Required Hadoop client libraries

BDD requires a number of client libraries to interact with Hadoop. When the installer runs, it adds these libraries to a single jar, called the Hadoop fat jar, which it distributes to all BDD nodes.

How you obtain the client libraries depends on your Hadoop distribution. If you have CDH, the installer will download them automatically. Note that this requires an internet connection on the install machine. If the script can't download all of the client libraries, it will fail and you will have to download them manually. See Failure to download the Hadoop client libraries for more information.

If you have HDP, you must manually copy the client libraries from your Hadoop nodes to the install machine.
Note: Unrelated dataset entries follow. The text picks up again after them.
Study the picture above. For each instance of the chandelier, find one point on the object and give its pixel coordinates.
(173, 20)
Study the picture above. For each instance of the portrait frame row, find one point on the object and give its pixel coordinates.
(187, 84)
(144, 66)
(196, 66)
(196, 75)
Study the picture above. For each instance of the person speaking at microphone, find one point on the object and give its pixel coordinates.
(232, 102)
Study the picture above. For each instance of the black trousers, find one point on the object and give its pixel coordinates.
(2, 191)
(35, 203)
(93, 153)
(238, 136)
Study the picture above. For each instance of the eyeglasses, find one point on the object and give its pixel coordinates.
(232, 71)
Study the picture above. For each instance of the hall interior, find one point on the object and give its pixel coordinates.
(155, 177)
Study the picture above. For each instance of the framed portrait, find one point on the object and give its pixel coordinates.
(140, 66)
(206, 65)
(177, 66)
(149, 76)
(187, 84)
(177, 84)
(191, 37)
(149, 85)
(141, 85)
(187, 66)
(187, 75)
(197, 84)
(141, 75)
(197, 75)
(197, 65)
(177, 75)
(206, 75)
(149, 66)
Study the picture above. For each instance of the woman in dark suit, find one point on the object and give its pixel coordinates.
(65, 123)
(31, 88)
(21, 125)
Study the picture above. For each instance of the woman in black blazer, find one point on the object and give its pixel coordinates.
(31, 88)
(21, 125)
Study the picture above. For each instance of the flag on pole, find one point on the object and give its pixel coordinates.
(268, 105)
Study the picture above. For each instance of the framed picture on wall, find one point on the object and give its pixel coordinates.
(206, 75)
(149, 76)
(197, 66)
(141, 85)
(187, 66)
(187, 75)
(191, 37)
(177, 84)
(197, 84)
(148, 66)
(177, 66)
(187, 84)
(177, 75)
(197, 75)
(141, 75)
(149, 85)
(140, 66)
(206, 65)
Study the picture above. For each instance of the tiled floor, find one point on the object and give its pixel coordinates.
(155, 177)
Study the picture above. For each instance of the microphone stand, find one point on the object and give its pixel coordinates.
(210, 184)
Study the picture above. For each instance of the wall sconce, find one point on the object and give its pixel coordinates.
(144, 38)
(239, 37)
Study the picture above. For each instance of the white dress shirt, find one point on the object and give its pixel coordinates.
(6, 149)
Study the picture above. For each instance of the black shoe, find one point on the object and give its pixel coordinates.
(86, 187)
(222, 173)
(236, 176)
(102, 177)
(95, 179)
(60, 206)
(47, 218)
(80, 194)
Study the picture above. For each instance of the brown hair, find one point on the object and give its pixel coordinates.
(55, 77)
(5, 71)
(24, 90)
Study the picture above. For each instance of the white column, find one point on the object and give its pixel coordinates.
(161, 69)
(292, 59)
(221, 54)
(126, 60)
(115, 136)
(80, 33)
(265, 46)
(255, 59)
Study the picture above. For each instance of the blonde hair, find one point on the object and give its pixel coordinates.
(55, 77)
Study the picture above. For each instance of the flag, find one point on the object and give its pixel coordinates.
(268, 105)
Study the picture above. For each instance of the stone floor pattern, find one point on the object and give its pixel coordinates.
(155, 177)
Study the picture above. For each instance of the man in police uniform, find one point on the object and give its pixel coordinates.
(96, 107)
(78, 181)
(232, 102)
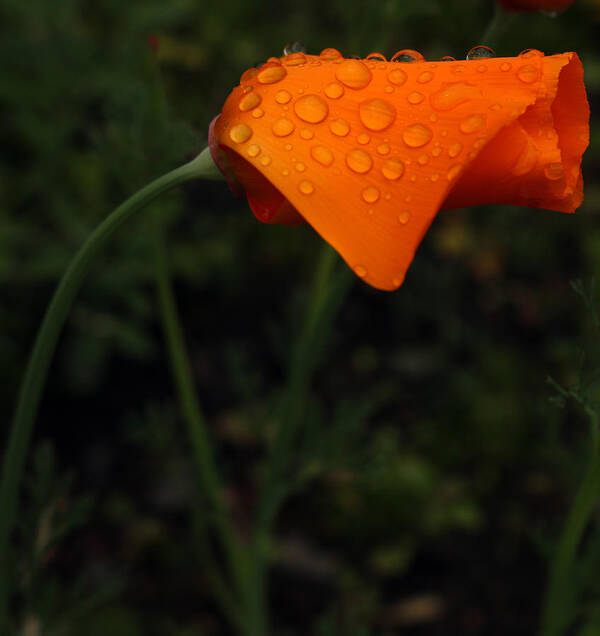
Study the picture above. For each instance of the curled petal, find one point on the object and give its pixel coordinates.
(368, 151)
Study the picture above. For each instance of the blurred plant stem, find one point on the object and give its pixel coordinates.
(328, 292)
(41, 355)
(211, 485)
(558, 608)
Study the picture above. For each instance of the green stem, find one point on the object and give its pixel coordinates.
(45, 345)
(560, 595)
(210, 481)
(327, 295)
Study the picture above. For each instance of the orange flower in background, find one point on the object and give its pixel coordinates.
(367, 151)
(536, 5)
The specific libraries you need depend on the version of HDP you have.

HDP 2.2.4

If you have HDP 2.2.4, locate the following directories on your Hadoop nodes and copy them to the install machine:
Note: These directories might not all be on the same node.
  • /usr/hdp/<version>/pig/lib/h2/
  • /usr/hdp/<version>/hive/lib/
  • /usr/hdp/<version>/spark/lib/
  • /usr/hdp/<version>/spark/external/spark-native-yarn/lib/
  • /usr/hdp/<version>/hadoop/
  • /usr/hdp/<version>/hadoop/lib/
  • /usr/hdp/<version>/hadoop-hdfs/
  • /usr/hdp/<version>/hadoop-hdfs/lib/
  • /usr/hdp/<version>/hadoop-yarn/
  • /usr/hdp/<version>/hadoop-yarn/lib/
  • /usr/hdp/<version>/hadoop-mapreduce/
  • /usr/hdp/<version>/hadoop-mapreduce/lib/

HDP 2.3.x

If you have HDP 2.3.x, locate the following directories on your Hadoop nodes and copy them to the install machine:
Note: These directories might not all be on the same node.
  • /usr/hdp/<version>/hive/lib/
  • /usr/hdp/<version>/spark/lib/
  • /usr/hdp/<version>/hadoop/
  • /usr/hdp/<version>/hadoop/lib/
  • /usr/hdp/<version>/hadoop-hdfs/
  • /usr/hdp/<version>/hadoop-hdfs/lib/
  • /usr/hdp/<version>/hadoop-yarn/
  • /usr/hdp/<version>/hadoop-yarn/lib/
  • /usr/hdp/<version>/hadoop-mapreduce/
  • /usr/hdp/<version>/hadoop-mapreduce/lib/